I watch this boy closely as if I'm watching myself.  And before I criticize him (or overly praise him for life's simple mundane requirements like "great job brushing your teeth!") I remind myself of my own tendencies to daydream and to relax, or of how uncurious I too can be before  great statues of knowledge.  Relax, Dad.

This Saturday, November 10th, from 10am - 6pm I'll be hosting an Open Studio.  Yes, it coincides with EAST (East Austin Studio Tour), but Lockhart is really just far-east Austin.  

Hoping clients can move in by Thanksgiving.

Thursday, October 11, 2018


Every few months I meet a good friend for lunch at the same local restaurant.  One reason we are such good friends is that we both find, among many things, this restaurant to be exceptional in how unremarkable it is.  We seem to sigh in relief during our hour long meal.

 We exchanged some laughs about recent events and, like we usually do, we shared thoughts about books we've been reading, and not just the books themselves but the meandering pathways that these books must take through friends and acquaintances to reach the both of us.  And from the table beside us a fella joined in on our conversation, not in sync with our topic, but rather something unrelated, which mattered in no way at all in such an informal setting. 

I motioned my friend to a television anchored high where the wall meets the suspended ceiling.  Kanye West's voice echoed throughout the restaurant, and fellow diners' turned their heads and attention with near neck strain toward the pop star's message on national news from the oval office.

After lunch we drove off in opposing directions, my friend toward his secluded house in a patch of woods, while I turned five or six short blocks and reached my home in the middle of town.

When I enter my house I greet our two dogs and free them to the backyard.  I enter my office where I keep my laptop and write this blog entry and realize I have a couple hours until I have to pick up my daughter from school.  

There are many tasks I have before me during the next several months that involve other people's buildings, event spaces, portraits, etc.  I carve out spaces between these assignments to paint what to me feels unassigned and purposeless.  Like land whose soil is restored by the planting of prairie grasses.

Friday, September 7, 2018


"What's a query?", my daughter asked, really wanting to know about quarries.  We'd been told by the kiddie train engineer that the Japanese tea garden is on our left, and that the Alamo had been built using the very rock beneath.

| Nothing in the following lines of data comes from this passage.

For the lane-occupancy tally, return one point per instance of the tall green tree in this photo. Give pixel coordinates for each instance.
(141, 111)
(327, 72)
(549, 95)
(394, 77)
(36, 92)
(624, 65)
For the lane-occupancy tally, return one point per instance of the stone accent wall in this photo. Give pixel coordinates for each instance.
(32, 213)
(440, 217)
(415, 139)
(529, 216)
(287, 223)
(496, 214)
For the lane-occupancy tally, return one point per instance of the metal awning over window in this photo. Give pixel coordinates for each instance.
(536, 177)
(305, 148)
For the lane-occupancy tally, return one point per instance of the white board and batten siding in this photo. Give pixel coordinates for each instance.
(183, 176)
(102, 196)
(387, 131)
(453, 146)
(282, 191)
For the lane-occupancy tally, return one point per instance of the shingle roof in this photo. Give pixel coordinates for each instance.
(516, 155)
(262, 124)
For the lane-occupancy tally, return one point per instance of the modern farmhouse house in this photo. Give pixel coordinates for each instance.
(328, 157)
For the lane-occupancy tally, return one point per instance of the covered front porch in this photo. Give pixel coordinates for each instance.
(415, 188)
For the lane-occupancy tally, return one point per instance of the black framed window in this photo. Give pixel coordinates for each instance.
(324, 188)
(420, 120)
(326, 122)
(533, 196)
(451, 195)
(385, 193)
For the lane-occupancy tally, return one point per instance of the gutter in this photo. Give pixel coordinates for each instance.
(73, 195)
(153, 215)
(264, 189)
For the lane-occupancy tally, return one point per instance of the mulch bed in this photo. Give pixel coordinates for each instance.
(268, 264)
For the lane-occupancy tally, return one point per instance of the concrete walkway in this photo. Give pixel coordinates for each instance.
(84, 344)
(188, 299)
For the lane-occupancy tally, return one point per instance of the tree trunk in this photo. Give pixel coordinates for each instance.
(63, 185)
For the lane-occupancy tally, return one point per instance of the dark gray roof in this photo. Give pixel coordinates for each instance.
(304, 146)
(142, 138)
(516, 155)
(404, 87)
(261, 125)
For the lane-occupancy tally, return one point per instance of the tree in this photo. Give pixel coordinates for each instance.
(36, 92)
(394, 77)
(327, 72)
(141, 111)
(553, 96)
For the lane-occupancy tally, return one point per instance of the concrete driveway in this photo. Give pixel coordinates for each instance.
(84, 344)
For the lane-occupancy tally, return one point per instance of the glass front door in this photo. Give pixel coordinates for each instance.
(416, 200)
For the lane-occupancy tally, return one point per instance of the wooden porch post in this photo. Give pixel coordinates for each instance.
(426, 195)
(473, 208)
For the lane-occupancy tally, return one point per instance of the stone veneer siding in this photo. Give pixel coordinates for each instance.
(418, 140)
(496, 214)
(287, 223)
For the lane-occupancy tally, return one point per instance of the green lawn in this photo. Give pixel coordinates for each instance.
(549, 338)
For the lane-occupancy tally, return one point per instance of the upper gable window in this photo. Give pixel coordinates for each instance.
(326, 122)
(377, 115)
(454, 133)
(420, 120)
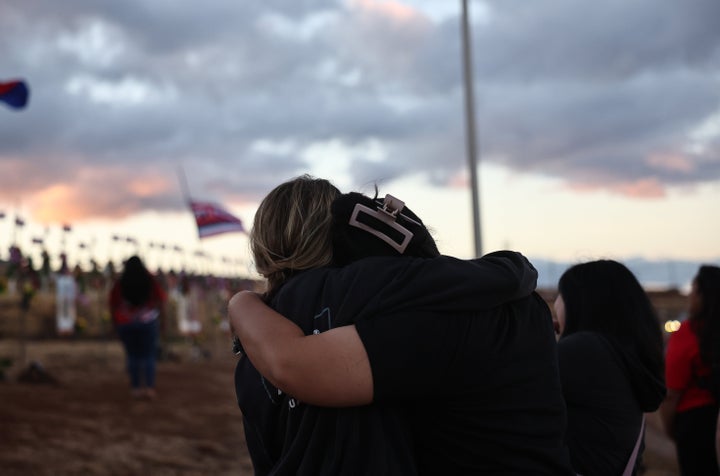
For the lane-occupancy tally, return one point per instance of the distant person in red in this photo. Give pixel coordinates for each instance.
(136, 305)
(692, 372)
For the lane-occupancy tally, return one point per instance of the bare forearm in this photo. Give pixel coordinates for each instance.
(329, 369)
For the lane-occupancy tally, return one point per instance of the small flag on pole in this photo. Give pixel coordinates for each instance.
(212, 219)
(15, 93)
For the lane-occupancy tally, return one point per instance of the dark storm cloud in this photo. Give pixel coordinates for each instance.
(606, 95)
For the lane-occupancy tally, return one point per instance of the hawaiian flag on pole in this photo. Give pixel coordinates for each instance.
(14, 93)
(212, 219)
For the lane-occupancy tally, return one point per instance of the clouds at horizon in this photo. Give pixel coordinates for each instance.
(611, 96)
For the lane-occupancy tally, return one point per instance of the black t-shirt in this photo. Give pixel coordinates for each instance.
(286, 436)
(604, 415)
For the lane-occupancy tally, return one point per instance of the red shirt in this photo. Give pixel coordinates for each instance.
(682, 367)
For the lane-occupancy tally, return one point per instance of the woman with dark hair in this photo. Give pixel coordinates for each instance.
(611, 365)
(692, 361)
(136, 305)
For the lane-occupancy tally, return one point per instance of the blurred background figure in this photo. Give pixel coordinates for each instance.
(136, 307)
(610, 353)
(690, 411)
(65, 296)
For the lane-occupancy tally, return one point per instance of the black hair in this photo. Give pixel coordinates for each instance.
(136, 282)
(604, 296)
(351, 243)
(707, 318)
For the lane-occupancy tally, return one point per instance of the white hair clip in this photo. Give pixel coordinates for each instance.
(382, 222)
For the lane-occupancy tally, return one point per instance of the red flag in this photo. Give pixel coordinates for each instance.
(212, 219)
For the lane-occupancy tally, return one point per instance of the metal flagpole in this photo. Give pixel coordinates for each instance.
(470, 127)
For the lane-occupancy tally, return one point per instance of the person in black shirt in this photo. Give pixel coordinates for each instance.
(611, 365)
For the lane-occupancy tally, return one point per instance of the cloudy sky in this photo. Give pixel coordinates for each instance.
(598, 123)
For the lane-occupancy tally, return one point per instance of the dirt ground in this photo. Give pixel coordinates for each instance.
(87, 424)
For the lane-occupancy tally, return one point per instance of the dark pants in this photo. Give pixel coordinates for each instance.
(695, 441)
(140, 342)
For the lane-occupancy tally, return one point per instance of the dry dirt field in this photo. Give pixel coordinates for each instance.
(87, 424)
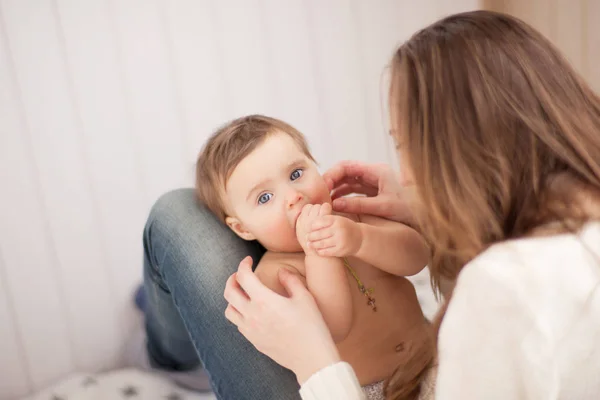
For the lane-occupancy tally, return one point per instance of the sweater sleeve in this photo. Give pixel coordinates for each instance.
(337, 381)
(490, 343)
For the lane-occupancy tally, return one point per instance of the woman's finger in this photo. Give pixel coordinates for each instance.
(322, 222)
(320, 234)
(235, 296)
(323, 244)
(368, 173)
(233, 315)
(355, 188)
(328, 252)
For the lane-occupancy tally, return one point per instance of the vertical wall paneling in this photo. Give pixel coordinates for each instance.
(71, 204)
(149, 83)
(245, 61)
(114, 163)
(15, 380)
(338, 57)
(294, 76)
(198, 70)
(29, 251)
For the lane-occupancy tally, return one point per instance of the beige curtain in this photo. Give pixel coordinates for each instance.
(573, 25)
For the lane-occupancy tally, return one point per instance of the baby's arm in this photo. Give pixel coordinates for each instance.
(391, 246)
(327, 281)
(326, 277)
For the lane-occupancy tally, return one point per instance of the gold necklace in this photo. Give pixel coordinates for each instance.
(368, 292)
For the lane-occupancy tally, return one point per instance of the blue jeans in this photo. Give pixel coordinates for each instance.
(188, 256)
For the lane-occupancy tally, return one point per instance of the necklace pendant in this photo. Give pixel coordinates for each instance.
(371, 303)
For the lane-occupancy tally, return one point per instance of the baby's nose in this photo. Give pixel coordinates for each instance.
(295, 198)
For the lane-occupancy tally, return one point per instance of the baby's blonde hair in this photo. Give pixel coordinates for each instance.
(227, 147)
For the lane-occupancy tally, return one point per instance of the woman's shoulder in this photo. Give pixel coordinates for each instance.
(546, 280)
(538, 254)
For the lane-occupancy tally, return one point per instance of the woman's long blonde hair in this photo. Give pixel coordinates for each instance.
(502, 137)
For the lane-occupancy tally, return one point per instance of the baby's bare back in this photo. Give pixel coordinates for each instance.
(378, 340)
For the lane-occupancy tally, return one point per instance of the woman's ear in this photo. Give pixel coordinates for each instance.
(235, 225)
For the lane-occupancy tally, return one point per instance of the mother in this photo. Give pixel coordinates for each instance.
(502, 141)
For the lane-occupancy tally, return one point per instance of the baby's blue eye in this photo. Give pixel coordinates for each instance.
(265, 197)
(297, 173)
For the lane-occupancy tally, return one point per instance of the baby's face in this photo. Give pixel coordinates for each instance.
(267, 191)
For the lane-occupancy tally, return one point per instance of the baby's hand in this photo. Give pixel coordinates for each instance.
(335, 236)
(309, 214)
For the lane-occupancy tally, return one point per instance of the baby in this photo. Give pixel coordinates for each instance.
(257, 175)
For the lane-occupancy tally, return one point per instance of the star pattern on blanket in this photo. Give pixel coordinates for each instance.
(129, 391)
(89, 381)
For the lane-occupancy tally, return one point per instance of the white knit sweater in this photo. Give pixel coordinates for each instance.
(523, 323)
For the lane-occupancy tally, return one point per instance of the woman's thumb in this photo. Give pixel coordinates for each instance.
(291, 282)
(357, 205)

A word is said, and quite often my daughter wishes immediately, sometimes before the sentence is finished, to know its meaning.

I have my whole life thought about the salt in the ocean and how strange it is that it is there.  On a few occasions, I have asked certain folks to ponder this with me, perhaps even answer it for me.

Nobody has.  And if by chance you know, in simplistic terms, please do not tell me. 

 The 12/12 house is being painted on the inside.  And within a couple more months its owners will be moving in and bringing it to life.